MANU/SDER/0012/2016

Ministry : Securities and Exchange Board of India

Department/Board : Commodity Derivatives Market Regulation Department

Circular No. : SEBI/HO/CDMRD/DMP/CIR/P/2016/71

Date : 19.08.2016

To,

The Managing Directors / Chief Executive Officers
National Commodity Derivatives Exchanges

Dear Sir / Madam,

Position Limits for Hedgers.

1. As per Section 131(4) of Finance Act, 2015 all rules, directions, guidelines, instructions, circulars, or any like instruments, made by the erstwhile FMC or the Central Government applicable to recognized associations under the FCRA would continue to remain in force for a period of one year from the date on which FCRA was repealed (September 29, 2015), or till such time as notified by SEBI, whichever is earlier.

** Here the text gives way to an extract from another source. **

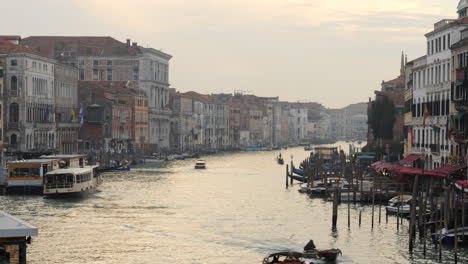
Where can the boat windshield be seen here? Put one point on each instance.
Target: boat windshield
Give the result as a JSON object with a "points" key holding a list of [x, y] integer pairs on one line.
{"points": [[59, 178]]}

2. Erstwhile FMC, from time to time, had prescribed various norms related to Position Limit for hedgers. This circular is being issued to consolidate and update such norms prescribed by erstwhile FMC.

3. In order to facilitate larger participation by genuine hedgers by providing them with necessary incentives with a view to deepen the commodity derivatives market, the exchanges shall hence forth stipulate a Hedge Policy for granting hedge limits to their members and clients. The Exchanges shall widely publicize their respective hedge policy by holding awareness programmes for the target participants and making it publicly available on their website.

4. In this regard, the Exchanges shall adhere to the following broad guidelines while granting hedge limit Exemptions to their members and clients:

a) The hedge limit to be granted by the Exchanges to the bona fide hedgers shall be in addition to the normal position limit allowed to it. Such hedge limit is non-transferrable and shall be utilized only by the Hedger to whom the limit has been granted and not by anyone else

b) This hedge limit granted for a commodity derivative shall not be available for the near month contracts of the said commodity from the date of applicability of near month limit.